Entre a loucura e a quase realidade cotidiana
Por alguns instantes, o cotidiano da fazenda nos faz esquecer o devaneio a que se submetem aqueles três personagens. Logo, a submissa violência da relação entre o truculento heterossexual e o namorado de seu irmão traz à tona toda a loucura que cresce naquele pequeno espaço rodeado por lama. No início, um terno impecável. Ao fim, um corpo emporcalhado e cheio de hematomas. O público se depara, em uma imersão imediata, com temas de forte impacto e importante reflexão.
A tensão sexual entre os dois aumenta enquanto a bagunça do cenário trata de nos localizar na montanha-russa psicológica experimentada pelos personagens, que se desmontam esteticamente enquanto a dependência pela conturbada família aumenta. Apesar dos hematomas e do total afastamento de sua própria persona, Tom se submete ao potente laço de dependência criado pela fazenda. Entre o grito e o silêncio, ele permanece fixo ao lugar que não escolheu. A vida criada pelo forte quarteto em cena é extremamente convincente.
Foto: Victor Pollak
A cenografia, feita por Aurora dos Campos, e o cenário, de Bruno Perlatto, mostram-se fundamentais no diálogo com os corpos em cena. A iluminação, de Tomás Ribas, é pontual e certeira ao aumentar os pontos de tensão. O texto é inteligente e permeado por diálogos que se desenvolvem entre o fluxo de pensamento de Tom. A peça, originalmente escrita por Michel Barc Bouchard, transformou-se em filme e ganha agora uma montagem digna e potente no país. Uma morte cheia de segredos deixa um rastro de mentiras e dependências, além de um rasgo dramático de relações.
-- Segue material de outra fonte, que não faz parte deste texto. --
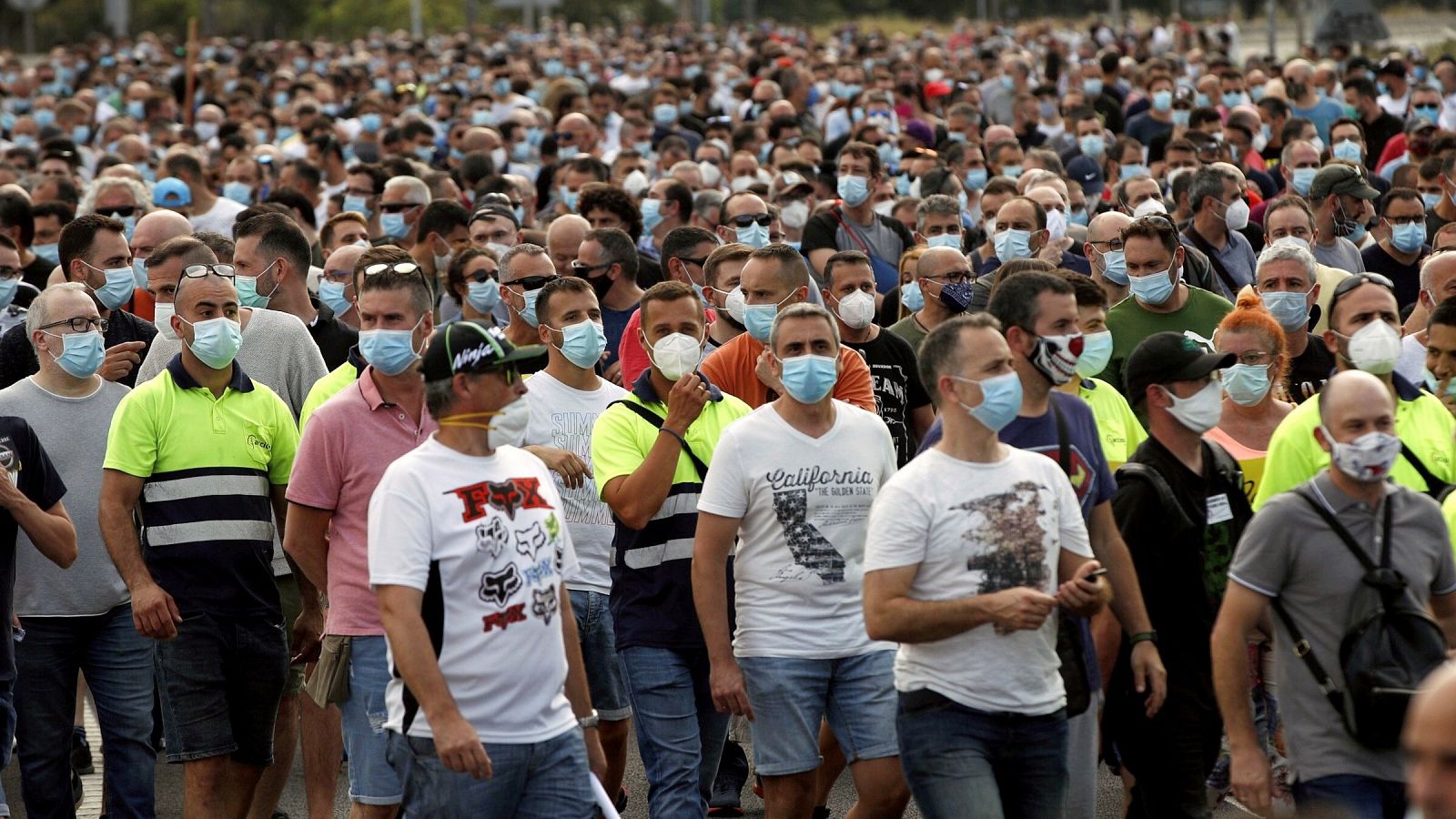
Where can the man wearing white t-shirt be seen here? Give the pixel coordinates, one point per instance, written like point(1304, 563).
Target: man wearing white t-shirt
point(565, 401)
point(970, 550)
point(488, 712)
point(794, 482)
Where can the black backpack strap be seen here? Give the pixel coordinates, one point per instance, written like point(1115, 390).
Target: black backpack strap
point(1063, 439)
point(657, 421)
point(1434, 487)
point(1135, 470)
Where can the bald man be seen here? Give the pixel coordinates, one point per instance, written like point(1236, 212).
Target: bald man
point(152, 230)
point(1290, 554)
point(1431, 746)
point(1104, 249)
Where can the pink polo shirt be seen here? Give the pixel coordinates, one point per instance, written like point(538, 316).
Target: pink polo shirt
point(347, 445)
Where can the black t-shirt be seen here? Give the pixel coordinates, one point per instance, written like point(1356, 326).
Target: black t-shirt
point(331, 336)
point(1407, 278)
point(25, 464)
point(1183, 573)
point(1309, 370)
point(18, 358)
point(897, 387)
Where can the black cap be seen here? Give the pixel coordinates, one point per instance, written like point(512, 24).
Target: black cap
point(470, 347)
point(1340, 178)
point(1167, 358)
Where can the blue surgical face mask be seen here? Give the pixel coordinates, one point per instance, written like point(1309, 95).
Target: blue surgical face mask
point(582, 343)
point(393, 225)
point(529, 312)
point(239, 193)
point(332, 295)
point(216, 341)
point(912, 296)
point(1012, 245)
point(484, 296)
point(1289, 309)
point(389, 351)
point(1346, 149)
point(1303, 178)
point(48, 252)
point(1409, 238)
point(1001, 399)
point(1155, 288)
point(754, 235)
point(1097, 351)
point(1114, 267)
point(808, 379)
point(120, 283)
point(759, 318)
point(1247, 383)
point(82, 353)
point(854, 189)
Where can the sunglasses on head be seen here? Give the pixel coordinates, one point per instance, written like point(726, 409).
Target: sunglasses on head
point(749, 219)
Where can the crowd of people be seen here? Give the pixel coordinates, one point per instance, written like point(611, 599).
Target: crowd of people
point(967, 410)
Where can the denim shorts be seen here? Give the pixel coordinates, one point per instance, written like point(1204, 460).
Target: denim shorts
point(291, 608)
point(790, 697)
point(220, 681)
point(371, 780)
point(599, 654)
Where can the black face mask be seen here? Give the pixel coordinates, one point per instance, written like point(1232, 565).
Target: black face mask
point(601, 283)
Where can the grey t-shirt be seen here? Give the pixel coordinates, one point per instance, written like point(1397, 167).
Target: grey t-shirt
point(1340, 256)
point(1290, 552)
point(73, 431)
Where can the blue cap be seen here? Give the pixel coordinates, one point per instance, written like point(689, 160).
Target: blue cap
point(171, 193)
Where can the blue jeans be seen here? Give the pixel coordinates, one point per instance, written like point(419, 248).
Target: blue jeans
point(363, 714)
point(966, 763)
point(120, 671)
point(546, 780)
point(681, 734)
point(1360, 797)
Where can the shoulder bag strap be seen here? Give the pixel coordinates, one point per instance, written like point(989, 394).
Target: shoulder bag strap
point(657, 421)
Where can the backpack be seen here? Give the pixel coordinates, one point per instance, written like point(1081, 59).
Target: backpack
point(1388, 647)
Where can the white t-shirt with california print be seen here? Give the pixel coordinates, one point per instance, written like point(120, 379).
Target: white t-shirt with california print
point(562, 417)
point(804, 503)
point(485, 541)
point(977, 530)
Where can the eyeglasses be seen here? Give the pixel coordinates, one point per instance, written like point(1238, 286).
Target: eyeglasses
point(398, 207)
point(584, 268)
point(405, 268)
point(201, 270)
point(953, 278)
point(80, 324)
point(531, 283)
point(749, 219)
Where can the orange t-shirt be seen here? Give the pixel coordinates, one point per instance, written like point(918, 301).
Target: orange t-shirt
point(733, 369)
point(143, 305)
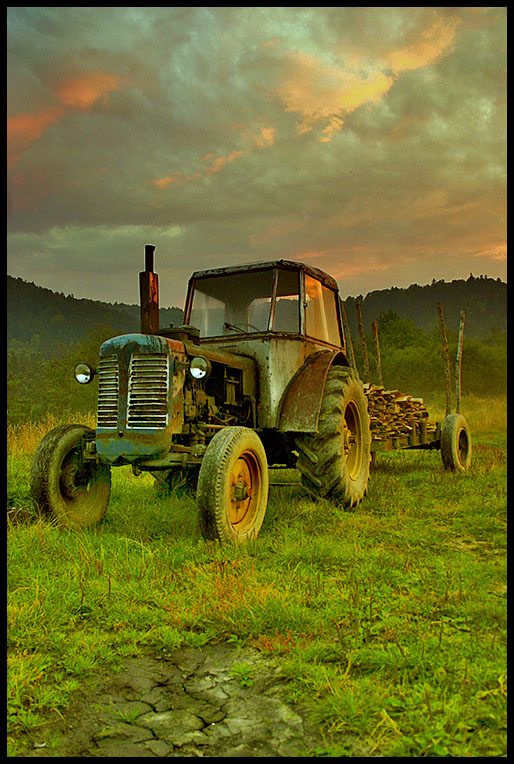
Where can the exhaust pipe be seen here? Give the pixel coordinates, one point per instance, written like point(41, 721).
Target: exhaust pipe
point(149, 294)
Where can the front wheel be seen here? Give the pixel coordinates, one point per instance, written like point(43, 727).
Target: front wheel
point(73, 491)
point(232, 491)
point(455, 443)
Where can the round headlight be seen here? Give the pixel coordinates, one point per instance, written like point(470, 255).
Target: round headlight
point(199, 367)
point(84, 373)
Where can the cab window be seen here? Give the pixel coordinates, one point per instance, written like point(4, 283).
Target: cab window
point(321, 320)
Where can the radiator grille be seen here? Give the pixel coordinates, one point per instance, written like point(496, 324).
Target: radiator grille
point(108, 390)
point(148, 390)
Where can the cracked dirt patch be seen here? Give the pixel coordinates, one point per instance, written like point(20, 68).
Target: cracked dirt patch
point(219, 700)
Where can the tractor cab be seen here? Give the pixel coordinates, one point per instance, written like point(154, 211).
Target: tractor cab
point(280, 297)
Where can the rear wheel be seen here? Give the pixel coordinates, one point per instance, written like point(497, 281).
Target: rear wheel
point(455, 443)
point(73, 491)
point(232, 492)
point(335, 461)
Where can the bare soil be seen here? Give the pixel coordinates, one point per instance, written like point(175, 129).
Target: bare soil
point(219, 700)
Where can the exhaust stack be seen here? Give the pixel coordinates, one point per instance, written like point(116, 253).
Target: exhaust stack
point(149, 294)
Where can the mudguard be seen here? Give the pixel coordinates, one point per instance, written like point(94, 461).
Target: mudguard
point(300, 407)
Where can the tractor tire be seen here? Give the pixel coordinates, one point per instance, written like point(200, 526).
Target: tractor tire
point(74, 492)
point(335, 461)
point(232, 492)
point(455, 443)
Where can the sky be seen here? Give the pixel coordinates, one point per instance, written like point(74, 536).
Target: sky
point(368, 142)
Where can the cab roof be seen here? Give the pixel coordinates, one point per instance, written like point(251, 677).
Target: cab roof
point(315, 273)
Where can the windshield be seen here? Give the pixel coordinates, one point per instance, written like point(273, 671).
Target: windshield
point(240, 303)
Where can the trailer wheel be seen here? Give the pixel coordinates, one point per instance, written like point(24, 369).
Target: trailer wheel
point(74, 492)
point(232, 492)
point(335, 461)
point(455, 443)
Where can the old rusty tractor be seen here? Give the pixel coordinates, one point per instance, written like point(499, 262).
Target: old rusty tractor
point(257, 375)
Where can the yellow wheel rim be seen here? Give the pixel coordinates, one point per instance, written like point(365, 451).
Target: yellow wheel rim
point(353, 440)
point(243, 496)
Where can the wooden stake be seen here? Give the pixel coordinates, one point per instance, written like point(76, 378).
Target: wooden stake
point(348, 338)
point(374, 329)
point(446, 358)
point(363, 340)
point(458, 362)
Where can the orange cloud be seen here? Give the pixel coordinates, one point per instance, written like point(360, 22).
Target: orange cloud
point(23, 129)
point(320, 92)
point(433, 43)
point(217, 164)
point(76, 93)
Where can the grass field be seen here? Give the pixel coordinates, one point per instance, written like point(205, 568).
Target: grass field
point(390, 621)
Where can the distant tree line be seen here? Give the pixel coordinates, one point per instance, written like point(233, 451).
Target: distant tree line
point(48, 334)
point(484, 301)
point(412, 359)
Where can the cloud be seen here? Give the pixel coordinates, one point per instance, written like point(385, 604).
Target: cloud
point(370, 139)
point(76, 93)
point(83, 91)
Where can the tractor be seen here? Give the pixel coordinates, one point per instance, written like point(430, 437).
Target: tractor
point(257, 376)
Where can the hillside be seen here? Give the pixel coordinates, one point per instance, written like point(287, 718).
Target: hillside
point(54, 323)
point(484, 301)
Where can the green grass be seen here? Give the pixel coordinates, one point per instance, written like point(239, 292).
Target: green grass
point(390, 621)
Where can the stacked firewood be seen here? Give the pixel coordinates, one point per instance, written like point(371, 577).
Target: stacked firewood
point(393, 414)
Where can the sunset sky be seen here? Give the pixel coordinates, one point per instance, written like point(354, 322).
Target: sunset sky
point(369, 142)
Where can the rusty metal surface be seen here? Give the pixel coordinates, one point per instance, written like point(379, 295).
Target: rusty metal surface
point(278, 358)
point(300, 406)
point(149, 294)
point(316, 273)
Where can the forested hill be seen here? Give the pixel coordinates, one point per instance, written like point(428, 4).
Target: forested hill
point(484, 301)
point(53, 323)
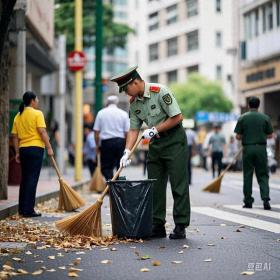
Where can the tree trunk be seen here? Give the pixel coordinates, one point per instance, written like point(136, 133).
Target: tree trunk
point(6, 11)
point(4, 123)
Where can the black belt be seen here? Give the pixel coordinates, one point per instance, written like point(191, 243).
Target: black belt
point(169, 131)
point(255, 144)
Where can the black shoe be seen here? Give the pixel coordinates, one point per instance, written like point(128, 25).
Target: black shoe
point(179, 232)
point(247, 205)
point(158, 231)
point(266, 205)
point(31, 215)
Aos poucos, descobrimos na mãe uma figura menos ingênua do que aquela demonstrada na primeira metade do espetáculo. A interpretação mais contida de Kelzy esparram-se na plateia através do olhar e contrasta com a força corporal de Francis e Tom. Camila Nhary entra em cena de maneira rápida e necessária, trazendo um inteligente alívio cômico e um ponto de fuga para a realidade.
A chegada da falsa namorada lembra aos olhos atentos do espectador a existência de uma realidade que parecia inexistir na construção da enlameada fazenda. A personagem dá o sopro final para derrubar a estrutura de mentiras criada com esforço e violência por Francis. Logo, a narrativa se encaminha para o final trágico e necessário. Somente outra morte violenta é capaz de encerrar a teia de loucura desencadeada pela primeira. Ao fim de duas horas de narrativa, um respiro coletivo cheio de êxtase. Vida longa ao teatro que nos remexe as estruturas.